De keuze in studierichting verschilt tussen mannen en vrouwen, ongeacht hun (migratie)achtergrond. Bij alle groepen kiest ongeveer 10 procent van de mannen voor ‘gezondheidszorg en welzijn’, terwijl dit bij vrouwen een stuk hoger ligt. Van de studentes met een Marokkaanse achtergrond kiest een derde deze richting, bij overig niet-westerse studentes is dit bijna een vijfde. Bij andere groepen is het aandeel vrouwen met een studierichting ‘gezondheidszorg en welzijn’ ongeveer een kwart. Weinig mannen kiezen de studierichting ‘onderwijs’, variërend van 2 procent bij overig niet-westerse mannelijke studenten tot 7 procent bij studenten met een Nederlandse achtergrond. Voor vrouwen ligt het aandeel dat onderwijs als studierichting kiest tussen 6 procent voor overig niet-westerse studentes en 17 procent voor Marokkaanse studentes. Mannen kiezen relatief wat vaker voor de richting ‘recht, administratie en zakelijke dienstverlening’. Bij mannelijke studenten met een Marokkaanse achtergrond is dit bijna de helft, bij Nederlandse studenten bijna een derde. Ongeveer een derde van alle vrouwelijke studenten kiest voor ‘recht, administratie en zakelijke dienstverlening’, met uitzondering van de studenten met een Nederlandse achtergrond van wie een vijfde van de vrouwen voor deze richting kiest.

2.14Ingeschrevenen in het hoger onderwijs1) naar studierichting en achtergrond, 2019/'20*

Nederlands Turks Marokkaans Surinaams Antilliaans Overig niet-westers
%
Onderwijs 11 11 12 7 9 4
Journalistiek, gedrag en maatschappij 11 9 6 10 10 13
Recht, administratie, handel en zakelijke dienstverlening 26 37 39 37 32 31
Gezondheidszorg en welzijn 17 19 24 20 18 14
Overige richtingen 35 24 19 26 31 39

Bron:CBS

1)Exclusief internationale studenten.

Relatief veel hoogopgeleiden onder personen met overig niet-westerse achtergrond

Bij het vaststellen van het opleidingsniveau is een indeling in drie categorieën gehanteerd: laag, middelbaar en hoog opgeleid.
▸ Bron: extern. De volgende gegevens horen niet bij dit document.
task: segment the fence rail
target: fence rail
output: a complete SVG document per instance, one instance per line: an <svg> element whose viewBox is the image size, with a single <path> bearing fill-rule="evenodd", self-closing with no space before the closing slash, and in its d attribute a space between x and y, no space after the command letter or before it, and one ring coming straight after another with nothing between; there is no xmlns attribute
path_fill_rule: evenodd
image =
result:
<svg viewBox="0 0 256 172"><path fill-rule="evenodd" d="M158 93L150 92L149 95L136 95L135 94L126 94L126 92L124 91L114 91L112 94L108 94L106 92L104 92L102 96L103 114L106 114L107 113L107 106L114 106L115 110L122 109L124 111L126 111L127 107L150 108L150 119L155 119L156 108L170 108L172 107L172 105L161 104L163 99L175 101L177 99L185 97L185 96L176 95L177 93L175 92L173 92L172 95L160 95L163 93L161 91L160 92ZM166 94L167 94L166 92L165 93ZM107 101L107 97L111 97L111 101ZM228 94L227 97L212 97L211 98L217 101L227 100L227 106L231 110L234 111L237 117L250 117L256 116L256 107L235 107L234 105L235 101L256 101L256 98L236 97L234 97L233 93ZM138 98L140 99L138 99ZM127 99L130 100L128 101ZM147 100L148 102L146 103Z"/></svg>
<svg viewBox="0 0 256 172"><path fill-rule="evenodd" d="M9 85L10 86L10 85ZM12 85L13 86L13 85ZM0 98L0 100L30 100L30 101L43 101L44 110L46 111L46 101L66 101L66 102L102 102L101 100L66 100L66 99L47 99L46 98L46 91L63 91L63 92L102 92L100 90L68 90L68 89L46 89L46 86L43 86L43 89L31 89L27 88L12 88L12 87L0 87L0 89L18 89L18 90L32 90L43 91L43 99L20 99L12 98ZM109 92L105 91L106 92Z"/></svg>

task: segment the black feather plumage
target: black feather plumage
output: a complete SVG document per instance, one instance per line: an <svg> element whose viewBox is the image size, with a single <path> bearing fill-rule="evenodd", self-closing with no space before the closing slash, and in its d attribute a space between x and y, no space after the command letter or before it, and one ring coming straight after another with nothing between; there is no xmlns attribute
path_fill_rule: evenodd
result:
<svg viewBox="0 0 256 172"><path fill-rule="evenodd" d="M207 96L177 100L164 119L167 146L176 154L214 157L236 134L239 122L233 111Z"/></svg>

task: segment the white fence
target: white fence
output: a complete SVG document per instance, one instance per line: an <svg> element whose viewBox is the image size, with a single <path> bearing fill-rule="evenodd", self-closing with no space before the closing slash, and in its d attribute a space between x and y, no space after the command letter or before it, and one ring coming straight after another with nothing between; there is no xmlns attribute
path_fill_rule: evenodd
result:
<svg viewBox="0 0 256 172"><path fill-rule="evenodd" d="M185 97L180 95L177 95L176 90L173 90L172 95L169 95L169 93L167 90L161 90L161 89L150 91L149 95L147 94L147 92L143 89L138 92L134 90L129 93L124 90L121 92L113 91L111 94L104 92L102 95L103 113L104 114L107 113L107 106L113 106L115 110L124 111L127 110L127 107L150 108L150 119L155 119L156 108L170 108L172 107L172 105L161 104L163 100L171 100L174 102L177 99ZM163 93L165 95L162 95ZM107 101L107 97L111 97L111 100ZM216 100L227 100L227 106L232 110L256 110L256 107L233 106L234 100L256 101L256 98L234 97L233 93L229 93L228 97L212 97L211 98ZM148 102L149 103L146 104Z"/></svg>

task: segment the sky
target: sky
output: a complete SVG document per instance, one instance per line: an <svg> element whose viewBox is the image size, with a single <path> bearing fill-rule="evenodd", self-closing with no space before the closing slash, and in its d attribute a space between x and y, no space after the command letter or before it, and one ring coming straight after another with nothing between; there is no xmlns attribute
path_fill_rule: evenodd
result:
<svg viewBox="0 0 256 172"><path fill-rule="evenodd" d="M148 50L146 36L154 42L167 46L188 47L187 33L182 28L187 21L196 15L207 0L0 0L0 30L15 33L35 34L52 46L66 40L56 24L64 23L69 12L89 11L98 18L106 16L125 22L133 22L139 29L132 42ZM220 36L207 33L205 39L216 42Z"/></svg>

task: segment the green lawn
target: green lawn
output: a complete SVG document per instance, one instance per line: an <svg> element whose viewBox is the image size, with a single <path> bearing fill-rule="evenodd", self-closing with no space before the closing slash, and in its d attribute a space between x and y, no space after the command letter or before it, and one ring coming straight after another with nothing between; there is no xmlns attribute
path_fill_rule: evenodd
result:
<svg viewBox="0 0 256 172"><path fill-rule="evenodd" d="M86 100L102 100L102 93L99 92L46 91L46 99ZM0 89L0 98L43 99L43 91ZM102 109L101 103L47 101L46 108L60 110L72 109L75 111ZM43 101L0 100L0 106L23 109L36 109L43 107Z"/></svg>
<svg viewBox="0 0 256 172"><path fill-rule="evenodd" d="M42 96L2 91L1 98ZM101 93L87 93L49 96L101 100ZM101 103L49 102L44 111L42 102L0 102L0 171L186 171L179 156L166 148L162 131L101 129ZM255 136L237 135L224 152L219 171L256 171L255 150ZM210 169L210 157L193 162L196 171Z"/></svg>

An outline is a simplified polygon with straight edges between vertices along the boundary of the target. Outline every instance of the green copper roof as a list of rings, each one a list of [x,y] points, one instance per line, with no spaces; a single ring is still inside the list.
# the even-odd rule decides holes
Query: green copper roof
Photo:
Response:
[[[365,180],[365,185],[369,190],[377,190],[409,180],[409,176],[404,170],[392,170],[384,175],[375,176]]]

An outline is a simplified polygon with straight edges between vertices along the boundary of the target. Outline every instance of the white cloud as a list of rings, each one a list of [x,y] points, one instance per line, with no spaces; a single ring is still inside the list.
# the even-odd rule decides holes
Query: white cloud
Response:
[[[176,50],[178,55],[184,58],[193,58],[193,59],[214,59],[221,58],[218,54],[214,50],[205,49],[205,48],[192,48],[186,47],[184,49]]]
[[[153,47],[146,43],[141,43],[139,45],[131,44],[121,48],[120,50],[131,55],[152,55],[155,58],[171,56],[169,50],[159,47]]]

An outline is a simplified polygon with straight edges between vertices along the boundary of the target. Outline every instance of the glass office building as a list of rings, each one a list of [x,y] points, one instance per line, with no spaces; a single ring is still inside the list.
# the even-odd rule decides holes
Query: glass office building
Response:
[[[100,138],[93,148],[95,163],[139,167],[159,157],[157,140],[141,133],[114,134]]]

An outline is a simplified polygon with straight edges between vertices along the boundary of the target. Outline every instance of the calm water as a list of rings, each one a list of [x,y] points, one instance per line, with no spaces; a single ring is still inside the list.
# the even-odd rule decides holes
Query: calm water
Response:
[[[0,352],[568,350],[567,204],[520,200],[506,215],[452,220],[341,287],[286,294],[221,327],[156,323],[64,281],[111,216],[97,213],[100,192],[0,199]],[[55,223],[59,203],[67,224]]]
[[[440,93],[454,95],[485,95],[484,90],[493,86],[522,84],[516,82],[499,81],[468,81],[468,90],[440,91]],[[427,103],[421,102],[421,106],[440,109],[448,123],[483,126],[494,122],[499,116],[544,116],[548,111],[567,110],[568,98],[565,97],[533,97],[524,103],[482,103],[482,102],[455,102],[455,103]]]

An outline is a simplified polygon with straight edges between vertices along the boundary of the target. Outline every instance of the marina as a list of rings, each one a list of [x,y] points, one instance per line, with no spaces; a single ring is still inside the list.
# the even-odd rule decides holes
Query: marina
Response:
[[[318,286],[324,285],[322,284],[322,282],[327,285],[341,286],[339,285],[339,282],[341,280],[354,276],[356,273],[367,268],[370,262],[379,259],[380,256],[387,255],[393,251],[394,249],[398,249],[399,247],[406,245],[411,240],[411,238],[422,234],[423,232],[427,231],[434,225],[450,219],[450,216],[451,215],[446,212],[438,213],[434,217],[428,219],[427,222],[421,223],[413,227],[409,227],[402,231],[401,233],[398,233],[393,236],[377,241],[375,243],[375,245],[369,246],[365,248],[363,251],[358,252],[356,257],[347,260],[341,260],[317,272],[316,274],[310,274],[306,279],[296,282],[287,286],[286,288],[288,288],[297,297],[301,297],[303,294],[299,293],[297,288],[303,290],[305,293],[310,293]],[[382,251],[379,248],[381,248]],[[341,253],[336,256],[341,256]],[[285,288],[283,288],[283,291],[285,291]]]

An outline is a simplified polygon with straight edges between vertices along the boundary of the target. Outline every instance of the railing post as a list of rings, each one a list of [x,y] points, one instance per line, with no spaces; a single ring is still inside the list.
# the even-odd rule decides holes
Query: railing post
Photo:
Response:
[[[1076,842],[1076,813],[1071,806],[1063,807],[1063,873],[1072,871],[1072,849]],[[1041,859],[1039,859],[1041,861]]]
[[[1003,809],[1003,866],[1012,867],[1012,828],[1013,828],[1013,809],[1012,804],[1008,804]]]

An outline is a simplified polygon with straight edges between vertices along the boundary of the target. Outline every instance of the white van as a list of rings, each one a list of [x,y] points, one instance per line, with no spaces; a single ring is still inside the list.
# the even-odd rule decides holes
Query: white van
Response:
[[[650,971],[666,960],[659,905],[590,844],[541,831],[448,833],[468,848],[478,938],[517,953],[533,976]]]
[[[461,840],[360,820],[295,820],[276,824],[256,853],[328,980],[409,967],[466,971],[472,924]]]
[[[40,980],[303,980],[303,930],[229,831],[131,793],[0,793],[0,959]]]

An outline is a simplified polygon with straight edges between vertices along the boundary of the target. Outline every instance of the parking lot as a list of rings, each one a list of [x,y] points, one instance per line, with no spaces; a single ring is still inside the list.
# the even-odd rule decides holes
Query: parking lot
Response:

Voor de meeste herkomstgroepen geldt dat het grootste deel middelbaar is opgeleid. Mensen met een overig niet-westerse achtergrond vormen een uitzondering, van hen is bijna de helft hoogopgeleid. Daarmee is deze groep gemiddeld iets vaker hoogopgeleid dan personen met een Nederlandse achtergrond (44 procent hoogopgeleiden). Binnen de tweede generatie van de vier grootste niet-westerse groepen in Nederland zijn mensen met een Antilliaanse achtergrond het vaakst hoogopgeleid: 40 procent. Van de tweede generatie Marokkanen en Turken is ongeveer een kwart hoogopgeleid.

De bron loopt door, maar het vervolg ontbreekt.